As Pilgrim’s Pride struggles to stay afloat financially, and works on a business plan to present to its creditors by the end of this month, the company indicated last week that it does not plan to file for bankruptcy protection.

On Friday, the Wall Street Journal quoted Pilgrim’s Pride Vice President Gary Rhodes as saying, “We don’t believe that a bankruptcy filing would be in anyone’s best interest, certainly not for our lenders, nor for our company or investors.”

Nonetheless, negative concerns about whether the company can remain solvent sent Pilgrim’s Pride shares down 23 percent on Friday to close at $2.47. The company has until October 28 to negotiate a deal with lenders. Also coming due next month is a $25.7 million bond payment.

The October 28 deadline is part of an agreement the company reached last month with its lenders to temporarily waive the fixed-charge coverage ratio covenant under its credit facilities. The lenders also agreed to continue to provide liquidity during the 30-day period.

It has been reported that Pilgrim’s is in talks with potential investors, including hedge funds and private equity groups. The WSJ reported that Pilgrim’s is also analyzing the potential sale of assets, including its Mexican operations, some U.S. poultry plants and certain real estate. The report said no decisions have been made about such moves. Two potential suitors named in the report are Tyson Foods and the Mexican poultry company Industrias Bachoco SA.


Meantime, Sanderson Farms has filed a shelf registration with the Securities and Exchange Commission enabling it to sell as much as $1 billion of common or preferred stock to raise money for acquisitions should assets in the poultry industry become available.
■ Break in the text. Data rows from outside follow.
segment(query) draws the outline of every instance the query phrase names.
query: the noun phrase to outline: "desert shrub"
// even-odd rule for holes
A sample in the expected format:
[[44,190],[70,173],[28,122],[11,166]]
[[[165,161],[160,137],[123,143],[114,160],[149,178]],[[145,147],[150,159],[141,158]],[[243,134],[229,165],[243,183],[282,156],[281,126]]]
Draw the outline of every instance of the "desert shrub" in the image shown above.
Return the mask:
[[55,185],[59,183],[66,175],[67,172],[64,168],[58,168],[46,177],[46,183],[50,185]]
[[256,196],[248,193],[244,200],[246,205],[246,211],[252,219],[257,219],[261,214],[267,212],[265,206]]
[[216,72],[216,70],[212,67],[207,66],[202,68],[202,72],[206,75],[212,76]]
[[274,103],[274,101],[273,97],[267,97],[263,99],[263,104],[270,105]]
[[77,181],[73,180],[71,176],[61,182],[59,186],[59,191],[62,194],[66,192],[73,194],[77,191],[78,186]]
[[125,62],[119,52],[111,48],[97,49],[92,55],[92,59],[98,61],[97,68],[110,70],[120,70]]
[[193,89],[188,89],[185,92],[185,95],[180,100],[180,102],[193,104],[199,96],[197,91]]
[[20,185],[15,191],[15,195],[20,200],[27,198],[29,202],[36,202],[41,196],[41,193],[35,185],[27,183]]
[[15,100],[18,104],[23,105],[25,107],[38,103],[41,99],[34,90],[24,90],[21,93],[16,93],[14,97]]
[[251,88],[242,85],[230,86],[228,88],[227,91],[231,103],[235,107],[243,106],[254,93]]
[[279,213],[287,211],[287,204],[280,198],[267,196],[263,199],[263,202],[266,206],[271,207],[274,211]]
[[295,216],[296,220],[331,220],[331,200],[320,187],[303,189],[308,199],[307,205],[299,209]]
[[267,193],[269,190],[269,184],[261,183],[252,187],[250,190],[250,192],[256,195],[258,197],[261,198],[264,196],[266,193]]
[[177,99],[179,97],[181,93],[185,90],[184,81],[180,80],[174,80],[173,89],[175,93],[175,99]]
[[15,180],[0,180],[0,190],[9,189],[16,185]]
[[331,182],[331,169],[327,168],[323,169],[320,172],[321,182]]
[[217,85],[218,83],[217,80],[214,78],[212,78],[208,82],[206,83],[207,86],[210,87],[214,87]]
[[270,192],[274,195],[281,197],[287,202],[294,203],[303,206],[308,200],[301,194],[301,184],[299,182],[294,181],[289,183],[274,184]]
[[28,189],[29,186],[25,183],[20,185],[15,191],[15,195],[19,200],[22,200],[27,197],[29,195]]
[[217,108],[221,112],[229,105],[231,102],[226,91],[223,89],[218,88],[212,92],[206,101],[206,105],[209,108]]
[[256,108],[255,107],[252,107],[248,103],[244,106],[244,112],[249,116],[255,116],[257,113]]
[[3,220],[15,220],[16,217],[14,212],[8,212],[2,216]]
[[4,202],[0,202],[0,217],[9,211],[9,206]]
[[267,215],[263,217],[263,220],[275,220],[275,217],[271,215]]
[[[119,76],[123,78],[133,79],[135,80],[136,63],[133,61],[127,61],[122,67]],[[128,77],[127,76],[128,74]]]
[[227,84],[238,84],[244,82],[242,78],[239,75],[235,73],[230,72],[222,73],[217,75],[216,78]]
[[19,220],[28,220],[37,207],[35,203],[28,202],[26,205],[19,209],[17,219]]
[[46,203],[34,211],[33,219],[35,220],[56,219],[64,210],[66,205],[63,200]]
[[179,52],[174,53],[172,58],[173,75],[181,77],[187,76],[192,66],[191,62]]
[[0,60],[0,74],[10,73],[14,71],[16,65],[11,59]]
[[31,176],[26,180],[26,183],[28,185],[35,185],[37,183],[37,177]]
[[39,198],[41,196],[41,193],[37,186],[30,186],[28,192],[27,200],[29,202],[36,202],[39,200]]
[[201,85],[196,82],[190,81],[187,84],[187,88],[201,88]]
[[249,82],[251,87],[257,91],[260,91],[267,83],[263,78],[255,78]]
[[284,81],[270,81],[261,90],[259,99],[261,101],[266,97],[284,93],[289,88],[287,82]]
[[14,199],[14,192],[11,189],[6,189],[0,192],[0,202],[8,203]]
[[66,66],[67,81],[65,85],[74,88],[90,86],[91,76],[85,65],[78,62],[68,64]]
“Our purpose with this filing is to make available to the company shares that could be used in connection with future acquisitions and other strategic opportunities as they may present themselves. We have no current agreements, plans or discussions to offer any of the registered shares for sale. Our purpose does not include raising cash solely for liquidity, as the company’s financial position remains strong," said Joe F. Sanderson, Jr., chairman and chief executive officer of Sanderson Farms.
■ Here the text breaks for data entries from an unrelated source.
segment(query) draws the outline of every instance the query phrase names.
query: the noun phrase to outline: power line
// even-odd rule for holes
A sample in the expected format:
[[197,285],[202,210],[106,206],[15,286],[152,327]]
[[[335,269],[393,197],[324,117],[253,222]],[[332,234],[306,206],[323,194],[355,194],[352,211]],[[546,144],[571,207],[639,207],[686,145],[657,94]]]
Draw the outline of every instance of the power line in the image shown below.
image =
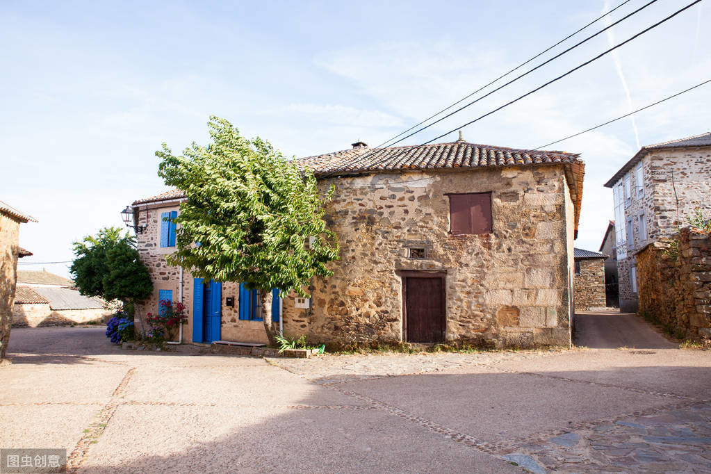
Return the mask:
[[[698,1],[700,1],[700,0],[698,0]],[[490,91],[490,92],[487,92],[486,94],[485,94],[484,95],[481,96],[481,97],[479,97],[478,99],[475,99],[475,100],[473,100],[472,102],[469,102],[469,103],[466,104],[466,105],[464,105],[464,106],[462,106],[462,107],[459,107],[459,109],[457,109],[456,110],[454,110],[454,112],[449,112],[449,114],[447,114],[447,115],[445,115],[444,117],[440,117],[439,119],[437,119],[437,120],[435,120],[434,122],[432,122],[432,123],[430,123],[430,124],[428,124],[427,125],[426,125],[426,126],[423,126],[422,128],[421,128],[421,129],[419,129],[418,130],[416,130],[415,131],[413,131],[412,133],[411,133],[411,134],[408,134],[408,135],[407,135],[407,136],[403,136],[402,138],[400,139],[399,140],[397,140],[396,141],[394,141],[394,142],[392,142],[392,144],[390,144],[389,145],[389,146],[392,146],[392,145],[395,145],[395,144],[398,144],[398,143],[400,143],[400,142],[402,141],[403,140],[406,140],[407,139],[410,138],[410,136],[412,136],[413,135],[416,135],[417,134],[419,134],[419,133],[420,131],[423,131],[423,130],[424,130],[424,129],[428,129],[428,128],[429,128],[430,126],[432,126],[433,125],[435,125],[436,124],[438,124],[438,123],[439,123],[439,122],[442,122],[442,120],[444,120],[444,119],[447,119],[447,118],[448,118],[448,117],[451,117],[451,116],[452,116],[452,115],[454,115],[454,114],[456,114],[457,112],[461,112],[461,110],[463,110],[463,109],[466,109],[466,107],[470,107],[471,105],[472,105],[472,104],[476,104],[476,102],[479,102],[479,101],[480,101],[480,100],[481,100],[482,99],[484,99],[484,98],[486,98],[486,97],[488,97],[489,95],[491,95],[493,94],[494,92],[497,92],[497,91],[499,91],[499,90],[501,90],[501,89],[503,89],[503,87],[506,87],[506,86],[508,86],[508,85],[509,85],[512,84],[513,82],[515,82],[515,81],[518,80],[519,80],[519,79],[520,79],[521,77],[523,77],[524,76],[526,76],[526,75],[528,75],[530,74],[530,73],[531,73],[531,72],[533,72],[533,71],[535,71],[536,70],[538,70],[538,69],[540,69],[540,68],[542,68],[543,66],[545,66],[545,65],[548,64],[549,63],[550,63],[550,62],[552,62],[552,61],[553,61],[553,60],[555,60],[557,59],[557,58],[560,58],[560,56],[562,56],[562,55],[565,55],[565,54],[566,54],[566,53],[567,53],[570,52],[571,50],[572,50],[573,49],[574,49],[574,48],[577,48],[577,47],[578,47],[578,46],[579,46],[580,45],[582,45],[582,44],[583,44],[583,43],[586,43],[586,42],[589,41],[589,40],[592,39],[593,38],[595,38],[595,37],[596,37],[596,36],[597,36],[598,35],[599,35],[599,34],[601,34],[601,33],[604,33],[604,31],[606,31],[606,30],[609,30],[609,28],[612,28],[612,27],[613,27],[613,26],[614,26],[615,25],[617,25],[617,24],[619,24],[619,23],[621,23],[622,21],[624,21],[626,20],[627,18],[629,18],[630,16],[632,16],[633,15],[635,15],[636,14],[638,13],[638,12],[640,11],[641,11],[641,10],[643,10],[644,9],[647,8],[648,6],[649,6],[650,5],[651,5],[652,4],[653,4],[653,3],[656,2],[656,1],[657,1],[657,0],[651,0],[651,1],[649,1],[648,3],[647,3],[647,4],[644,4],[644,5],[643,5],[642,6],[639,7],[639,8],[638,8],[638,9],[637,9],[636,10],[635,10],[635,11],[632,11],[631,13],[629,13],[629,14],[628,14],[627,15],[626,15],[625,16],[624,16],[624,17],[621,18],[620,19],[617,20],[617,21],[615,21],[614,23],[611,23],[610,25],[608,25],[608,26],[606,26],[605,28],[602,28],[602,30],[600,30],[600,31],[597,31],[597,33],[594,33],[594,34],[592,34],[592,35],[591,35],[591,36],[588,36],[587,38],[586,38],[583,39],[582,41],[579,41],[578,43],[577,43],[576,44],[573,45],[572,45],[572,46],[571,46],[570,48],[567,48],[567,49],[566,49],[565,50],[564,50],[564,51],[562,51],[562,52],[561,52],[561,53],[560,53],[557,54],[556,55],[553,56],[552,58],[550,58],[550,59],[548,59],[548,60],[547,60],[544,61],[543,63],[542,63],[539,64],[538,65],[535,66],[535,68],[533,68],[533,69],[530,69],[530,70],[529,70],[526,71],[525,72],[524,72],[523,74],[521,74],[521,75],[518,75],[518,76],[517,76],[517,77],[514,77],[513,79],[512,79],[511,80],[508,81],[508,82],[506,82],[506,84],[504,84],[504,85],[501,85],[501,86],[499,86],[498,87],[497,87],[497,88],[494,89],[493,90],[491,90],[491,91]],[[613,10],[611,10],[610,11],[607,12],[607,14],[609,14],[611,13],[612,11],[614,11],[614,10],[616,10],[617,9],[619,9],[619,8],[620,6],[622,6],[622,5],[624,5],[624,4],[621,4],[619,5],[619,6],[616,6],[616,8],[615,8],[614,9],[613,9]],[[604,16],[605,16],[605,15],[603,15],[602,16],[600,16],[599,18],[597,18],[596,20],[594,20],[594,21],[593,22],[592,22],[591,23],[588,23],[588,25],[590,25],[590,24],[592,24],[592,23],[594,23],[594,22],[595,22],[595,21],[597,21],[597,20],[599,20],[599,19],[600,19],[600,18],[603,18],[603,17],[604,17]],[[582,30],[583,30],[583,29],[584,29],[585,28],[587,28],[587,26],[588,25],[586,25],[586,26],[584,26],[584,27],[583,27],[582,28],[581,28],[580,30],[579,30],[579,31],[582,31]],[[575,33],[573,33],[573,34],[575,34]],[[572,35],[570,35],[570,36],[572,36]],[[568,36],[568,38],[570,38],[570,36]],[[565,38],[565,39],[567,39],[567,38]],[[562,41],[559,42],[558,43],[556,43],[556,45],[557,45],[557,44],[560,44],[560,43],[562,43],[562,42],[563,41],[565,41],[565,40],[562,40]],[[555,46],[555,45],[554,45],[554,46]],[[551,46],[551,48],[553,48],[554,46]],[[550,48],[548,48],[548,49],[550,50]],[[545,53],[545,51],[544,51],[543,53]],[[543,54],[543,53],[540,53],[539,55],[538,55],[538,56],[540,56],[540,55],[541,54]],[[538,56],[535,56],[534,58],[531,58],[530,60],[528,60],[528,61],[526,61],[526,63],[528,63],[528,62],[530,62],[530,60],[532,60],[535,59],[535,58],[537,58]],[[523,66],[523,65],[524,64],[526,64],[526,63],[524,63],[521,64],[520,65],[518,66],[517,68],[514,68],[513,70],[511,70],[513,71],[513,70],[515,70],[516,69],[518,69],[518,68],[520,68],[520,67],[521,67],[521,66]],[[498,81],[498,80],[499,79],[501,79],[501,77],[503,77],[504,76],[506,76],[506,75],[508,75],[508,74],[509,74],[509,73],[510,73],[510,72],[511,72],[511,71],[509,71],[509,72],[507,72],[506,74],[505,74],[505,75],[503,75],[501,76],[500,77],[498,77],[498,78],[497,78],[497,79],[494,80],[493,80],[493,81],[492,81],[491,82],[489,82],[489,83],[488,83],[488,84],[487,84],[486,85],[485,85],[485,86],[483,86],[483,87],[482,87],[479,88],[479,90],[477,90],[476,91],[475,91],[474,92],[472,92],[471,94],[470,94],[469,95],[466,96],[466,97],[464,97],[464,98],[461,99],[461,100],[459,100],[459,101],[458,101],[458,102],[455,102],[455,103],[454,103],[454,104],[453,104],[452,105],[450,105],[449,107],[447,107],[446,109],[443,109],[442,111],[441,111],[441,112],[438,112],[437,114],[435,114],[435,115],[434,115],[434,116],[436,116],[436,115],[438,115],[438,114],[441,114],[441,113],[442,113],[442,112],[444,112],[444,110],[447,110],[447,109],[450,109],[450,108],[451,108],[452,107],[454,107],[454,105],[456,105],[456,104],[459,104],[459,102],[462,102],[462,101],[463,101],[463,100],[464,100],[465,99],[466,99],[466,98],[468,98],[468,97],[471,97],[472,95],[474,95],[474,94],[476,94],[476,92],[479,92],[479,91],[480,91],[480,90],[481,90],[482,89],[484,89],[485,87],[488,87],[488,85],[491,85],[491,84],[493,84],[494,82],[496,82],[496,81]],[[434,117],[434,116],[432,116],[432,117],[429,117],[429,119],[432,119],[432,117]],[[354,158],[353,160],[352,160],[352,161],[351,161],[350,163],[346,163],[346,165],[343,165],[343,166],[353,166],[353,165],[356,165],[356,164],[358,164],[358,163],[361,163],[361,162],[362,162],[362,161],[363,161],[363,160],[365,160],[365,159],[366,158],[368,158],[368,157],[370,157],[370,156],[373,156],[374,154],[375,154],[376,153],[378,153],[378,151],[380,151],[380,146],[383,146],[383,144],[387,144],[387,142],[389,142],[389,141],[392,141],[392,140],[393,140],[393,139],[394,139],[395,138],[397,138],[397,136],[400,136],[400,135],[402,135],[402,134],[405,134],[405,133],[407,133],[407,131],[409,131],[410,130],[412,130],[412,129],[414,129],[415,127],[417,126],[418,126],[418,125],[419,125],[419,124],[422,124],[422,123],[424,123],[424,122],[427,122],[427,120],[429,120],[429,119],[426,119],[426,120],[423,121],[422,122],[420,122],[420,124],[418,124],[417,125],[415,125],[415,126],[412,126],[412,127],[410,127],[410,129],[407,129],[407,130],[406,130],[405,131],[403,131],[402,133],[400,134],[400,135],[397,135],[397,136],[394,137],[393,139],[390,139],[390,140],[387,140],[387,141],[385,141],[385,142],[384,142],[383,144],[381,144],[380,145],[378,145],[378,146],[375,147],[374,149],[371,149],[370,151],[366,151],[366,152],[365,152],[365,153],[364,153],[363,155],[362,155],[361,156],[360,156],[360,157],[356,157],[356,158]],[[427,143],[429,143],[429,142],[427,142]],[[341,168],[342,168],[342,167],[343,167],[343,166],[341,166]],[[337,171],[334,171],[333,173],[337,173]]]
[[558,80],[562,79],[563,77],[566,77],[566,76],[567,76],[567,75],[569,75],[574,72],[575,71],[577,71],[577,70],[580,69],[581,68],[587,66],[587,65],[590,64],[593,61],[597,60],[600,58],[602,58],[606,54],[608,54],[609,53],[611,53],[611,52],[614,51],[614,50],[617,49],[618,48],[620,48],[621,46],[623,46],[623,45],[627,44],[628,43],[629,43],[630,41],[636,39],[636,38],[638,38],[639,36],[641,36],[645,33],[647,33],[650,30],[653,30],[655,28],[656,28],[657,26],[659,26],[663,23],[670,20],[671,18],[674,18],[675,16],[676,16],[677,15],[678,15],[679,14],[680,14],[682,11],[684,11],[685,10],[687,10],[687,9],[691,8],[692,6],[693,6],[696,4],[699,3],[700,1],[701,1],[701,0],[695,0],[695,1],[691,2],[690,4],[689,4],[688,5],[687,5],[686,6],[685,6],[684,8],[683,8],[683,9],[681,9],[680,10],[677,10],[675,12],[674,12],[671,15],[669,15],[668,16],[667,16],[664,19],[663,19],[663,20],[661,20],[660,21],[658,21],[657,23],[656,23],[653,25],[652,25],[651,26],[649,26],[649,27],[648,27],[648,28],[642,30],[641,31],[640,31],[637,34],[636,34],[634,36],[632,36],[632,37],[631,37],[631,38],[625,40],[622,43],[619,43],[619,44],[613,46],[612,48],[609,48],[609,49],[608,49],[608,50],[606,50],[605,51],[603,51],[602,53],[601,53],[600,54],[597,55],[597,56],[595,56],[592,59],[589,60],[587,61],[585,61],[582,64],[581,64],[581,65],[579,65],[578,66],[576,66],[575,68],[573,68],[572,69],[571,69],[570,70],[569,70],[567,72],[565,72],[564,74],[562,74],[562,75],[559,75],[558,77],[557,77],[555,79],[552,79],[552,80],[548,81],[547,82],[543,84],[542,85],[539,86],[539,87],[536,87],[535,89],[526,92],[523,95],[522,95],[522,96],[520,96],[520,97],[518,97],[516,99],[514,99],[513,100],[512,100],[510,102],[506,102],[503,105],[502,105],[502,106],[501,106],[499,107],[497,107],[497,108],[494,109],[493,110],[492,110],[491,112],[488,112],[484,114],[483,115],[481,115],[481,116],[477,117],[476,119],[474,119],[474,120],[472,120],[471,122],[466,122],[464,125],[461,125],[460,126],[457,126],[456,128],[453,129],[452,130],[450,130],[449,131],[447,131],[447,133],[442,134],[442,135],[439,135],[439,136],[434,137],[432,140],[429,140],[427,141],[425,141],[422,144],[423,145],[426,145],[426,144],[427,144],[429,143],[432,143],[432,141],[434,141],[435,140],[438,140],[438,139],[442,138],[443,136],[446,136],[447,135],[449,135],[449,134],[452,133],[453,131],[456,131],[457,130],[463,129],[464,127],[467,126],[469,125],[471,125],[471,124],[474,124],[474,122],[479,122],[481,119],[483,119],[486,117],[488,117],[489,115],[491,115],[492,114],[498,112],[501,109],[503,109],[504,107],[508,107],[509,105],[510,105],[511,104],[513,104],[514,102],[518,102],[521,99],[523,99],[524,97],[526,97],[530,95],[531,94],[533,94],[534,92],[536,92],[540,90],[543,87],[545,87],[546,86],[548,86],[548,85],[552,84],[553,82],[555,82],[556,81],[558,81]]
[[587,133],[589,131],[592,131],[594,130],[595,129],[600,128],[601,126],[604,126],[605,125],[609,125],[609,124],[611,124],[614,122],[617,122],[618,120],[621,120],[622,119],[628,117],[630,115],[632,115],[633,114],[636,114],[638,112],[641,112],[643,110],[645,110],[646,109],[648,109],[649,107],[654,107],[655,105],[657,105],[658,104],[661,104],[662,102],[666,102],[666,101],[669,100],[670,99],[673,99],[674,97],[677,97],[678,95],[681,95],[682,94],[683,94],[685,92],[689,92],[690,90],[693,90],[694,89],[696,89],[697,87],[700,87],[701,86],[704,85],[705,84],[708,84],[709,82],[711,82],[711,79],[708,79],[707,80],[705,80],[704,82],[700,82],[699,84],[697,84],[696,85],[695,85],[693,87],[689,87],[688,89],[683,90],[680,92],[677,92],[676,94],[674,94],[673,95],[670,95],[668,97],[665,97],[664,99],[662,99],[661,100],[658,100],[656,102],[653,102],[653,103],[650,104],[648,105],[646,105],[645,107],[642,107],[641,109],[637,109],[636,110],[631,112],[629,114],[625,114],[624,115],[621,115],[621,116],[619,116],[619,117],[617,117],[616,119],[612,119],[611,120],[608,120],[607,122],[606,122],[604,124],[600,124],[599,125],[596,125],[595,126],[592,126],[589,129],[587,129],[586,130],[583,130],[582,131],[579,131],[578,133],[573,134],[572,135],[568,135],[567,136],[566,136],[564,139],[560,139],[560,140],[556,140],[555,141],[551,141],[550,143],[546,144],[545,145],[541,145],[540,146],[537,146],[536,148],[534,148],[534,149],[532,149],[529,150],[529,151],[536,151],[536,150],[538,150],[539,149],[543,148],[544,146],[550,146],[551,145],[555,145],[557,143],[560,143],[561,141],[564,141],[565,140],[567,140],[568,139],[572,139],[574,136],[577,136],[578,135],[582,135],[583,134],[586,134],[586,133]]
[[[579,131],[577,134],[573,134],[572,135],[568,135],[565,138],[562,138],[562,139],[560,139],[559,140],[556,140],[555,141],[551,141],[550,143],[547,143],[547,144],[546,144],[545,145],[541,145],[540,146],[537,146],[535,148],[529,149],[528,150],[522,150],[522,151],[517,151],[517,153],[518,153],[519,154],[523,155],[523,154],[525,154],[527,153],[530,153],[531,151],[535,151],[536,150],[540,149],[543,148],[544,146],[550,146],[551,145],[555,145],[555,144],[560,143],[561,141],[565,141],[565,140],[567,140],[569,139],[572,139],[573,137],[578,136],[579,135],[582,135],[583,134],[587,134],[589,131],[592,131],[595,130],[597,129],[599,129],[600,127],[604,126],[605,125],[609,125],[612,122],[617,122],[618,120],[621,120],[622,119],[625,119],[625,118],[629,117],[630,115],[632,115],[633,114],[636,114],[637,112],[642,112],[643,110],[646,110],[647,109],[649,109],[650,107],[653,107],[655,105],[658,105],[659,104],[661,104],[662,102],[666,102],[668,100],[673,99],[674,97],[678,97],[678,96],[681,95],[682,94],[685,94],[686,92],[688,92],[689,91],[693,90],[694,89],[696,89],[697,87],[700,87],[701,86],[705,85],[706,84],[708,84],[709,82],[711,82],[711,79],[707,79],[707,80],[703,81],[702,82],[700,82],[699,84],[697,84],[696,85],[694,85],[694,86],[692,86],[692,87],[689,87],[688,89],[685,89],[684,90],[681,91],[681,92],[677,92],[676,94],[673,94],[672,95],[670,95],[670,96],[668,96],[667,97],[665,97],[664,99],[662,99],[661,100],[658,100],[656,102],[653,102],[651,104],[646,105],[643,107],[640,107],[639,109],[637,109],[636,110],[634,110],[634,111],[632,111],[631,112],[625,114],[624,115],[620,115],[619,117],[616,117],[614,119],[612,119],[611,120],[608,120],[607,122],[603,122],[603,123],[599,124],[598,125],[595,125],[594,126],[591,126],[590,128],[586,129],[585,130],[583,130],[582,131]],[[406,180],[406,181],[396,181],[395,183],[389,183],[389,184],[392,184],[392,185],[400,185],[400,184],[404,184],[405,183],[414,183],[415,181],[424,181],[424,180],[427,180],[427,179],[433,179],[433,178],[434,178],[433,176],[427,176],[426,178],[417,178],[416,179]],[[385,187],[385,185],[378,185],[378,184],[353,185],[351,187],[353,187],[353,188],[360,188],[360,187],[365,188],[365,187],[375,187],[375,186],[379,186],[379,185],[383,185],[383,187]]]
[[[617,6],[616,6],[615,8],[614,8],[614,9],[612,9],[611,10],[610,10],[610,11],[607,11],[607,12],[606,12],[605,14],[604,14],[601,15],[600,16],[598,16],[598,17],[597,17],[597,18],[595,18],[594,20],[593,20],[593,21],[591,21],[590,23],[587,23],[587,25],[585,25],[585,26],[583,26],[582,28],[579,28],[579,30],[577,30],[576,31],[574,31],[574,32],[573,32],[573,33],[570,33],[570,35],[568,35],[567,36],[566,36],[566,37],[565,37],[565,38],[564,38],[563,39],[560,40],[560,41],[558,41],[557,43],[555,43],[555,44],[554,44],[553,45],[552,45],[552,46],[549,46],[548,48],[545,48],[545,50],[543,50],[542,51],[541,51],[541,52],[540,52],[540,53],[539,53],[538,54],[535,55],[535,56],[533,56],[533,57],[532,57],[532,58],[529,58],[529,59],[526,60],[525,60],[525,61],[524,61],[523,63],[521,63],[520,64],[519,64],[519,65],[518,65],[518,66],[516,66],[516,67],[515,67],[515,68],[514,68],[513,69],[511,69],[511,70],[508,70],[508,72],[504,72],[503,74],[502,74],[502,75],[500,75],[499,77],[496,77],[496,79],[494,79],[494,80],[492,80],[491,82],[488,82],[488,84],[486,84],[486,85],[484,85],[481,86],[481,87],[479,87],[479,89],[477,89],[477,90],[475,90],[474,92],[471,92],[471,94],[469,94],[469,95],[465,95],[465,96],[464,96],[464,97],[462,97],[461,99],[459,99],[458,101],[456,101],[456,102],[454,102],[454,103],[451,104],[451,105],[448,105],[447,107],[444,107],[444,109],[442,109],[442,110],[440,110],[439,112],[437,112],[436,114],[434,114],[433,115],[430,115],[430,116],[429,116],[429,117],[427,117],[427,119],[425,119],[424,120],[422,120],[422,122],[420,122],[419,123],[417,123],[417,124],[415,124],[415,125],[413,125],[412,126],[410,127],[409,129],[407,129],[407,130],[405,130],[405,131],[402,131],[402,132],[401,132],[401,133],[398,134],[397,135],[395,135],[395,136],[393,136],[392,138],[390,139],[389,140],[386,140],[385,141],[383,141],[383,142],[382,144],[380,144],[380,145],[378,145],[377,146],[375,146],[375,148],[380,148],[380,147],[383,146],[383,145],[385,145],[385,144],[387,144],[387,143],[389,143],[390,141],[392,141],[392,140],[395,140],[395,139],[396,138],[397,138],[398,136],[400,136],[401,135],[404,135],[405,134],[407,133],[408,131],[410,131],[410,130],[412,130],[412,129],[414,129],[414,128],[416,128],[416,127],[417,127],[417,126],[419,126],[420,125],[422,125],[422,124],[425,123],[425,122],[427,122],[428,120],[430,120],[430,119],[434,119],[434,117],[437,117],[437,115],[439,115],[439,114],[442,114],[442,112],[447,112],[447,110],[449,110],[449,109],[452,108],[453,107],[454,107],[454,106],[455,106],[455,105],[456,105],[457,104],[460,104],[460,103],[461,103],[462,102],[464,102],[464,101],[466,100],[467,99],[469,99],[469,97],[471,97],[472,95],[474,95],[474,94],[476,94],[477,92],[481,92],[481,91],[483,90],[484,89],[486,89],[486,87],[489,87],[489,86],[490,86],[490,85],[491,85],[492,84],[494,84],[495,82],[498,82],[498,81],[499,80],[501,80],[501,79],[503,79],[503,77],[506,77],[506,76],[508,76],[508,75],[509,74],[510,74],[511,72],[513,72],[514,71],[515,71],[515,70],[518,70],[518,69],[520,69],[520,68],[523,68],[523,66],[525,66],[525,65],[528,64],[529,63],[530,63],[530,62],[531,62],[531,61],[533,61],[533,60],[535,60],[535,59],[536,59],[536,58],[540,58],[540,56],[542,56],[542,55],[545,54],[546,53],[547,53],[547,52],[548,52],[548,51],[550,51],[550,50],[553,49],[554,48],[555,48],[556,46],[557,46],[557,45],[560,45],[560,43],[564,43],[564,42],[565,42],[565,41],[566,41],[567,40],[569,40],[569,39],[570,39],[571,38],[572,38],[573,36],[575,36],[575,35],[577,35],[577,33],[580,33],[581,31],[582,31],[583,30],[584,30],[585,28],[587,28],[588,26],[590,26],[591,25],[592,25],[592,24],[594,24],[594,23],[597,23],[597,21],[600,21],[600,20],[602,20],[602,18],[604,18],[605,16],[607,16],[608,15],[609,15],[610,14],[611,14],[611,13],[612,13],[613,11],[614,11],[615,10],[617,10],[618,9],[619,9],[620,7],[621,7],[622,6],[624,6],[624,5],[625,4],[627,4],[627,3],[629,3],[629,1],[630,1],[630,0],[625,0],[625,1],[623,1],[623,2],[621,3],[621,4],[619,4],[619,5],[618,5]],[[645,6],[646,6],[646,5],[645,5]],[[642,7],[642,8],[644,8],[644,7]],[[544,64],[545,64],[545,63],[544,63]]]
[[18,265],[49,265],[51,264],[70,264],[73,260],[64,260],[63,262],[18,262]]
This summer Pilgrim’s locked in feed prices while corn was trading at around $8 a bushel – one reason the company’s feed grain prices will increase by $900 million this year. But now, the credit crisis has resulted in a drop in commodity prices, including corn. With corn and soybean prices now about 50 percent lower than their summer highs, the company’s profit margins should improve.

At the same time, Pilgrim’s – like all chicken producers – must now deal with low chicken prices and an economic situation hurting demand for all meats. Other hurdles facing the company include its heavy debt load and a lack of liquidity in the credit markets.

Pilgrim’s Pride posted a $53 million fiscal third-quarter loss. It expects to report a “significant loss” for its fourth quarter.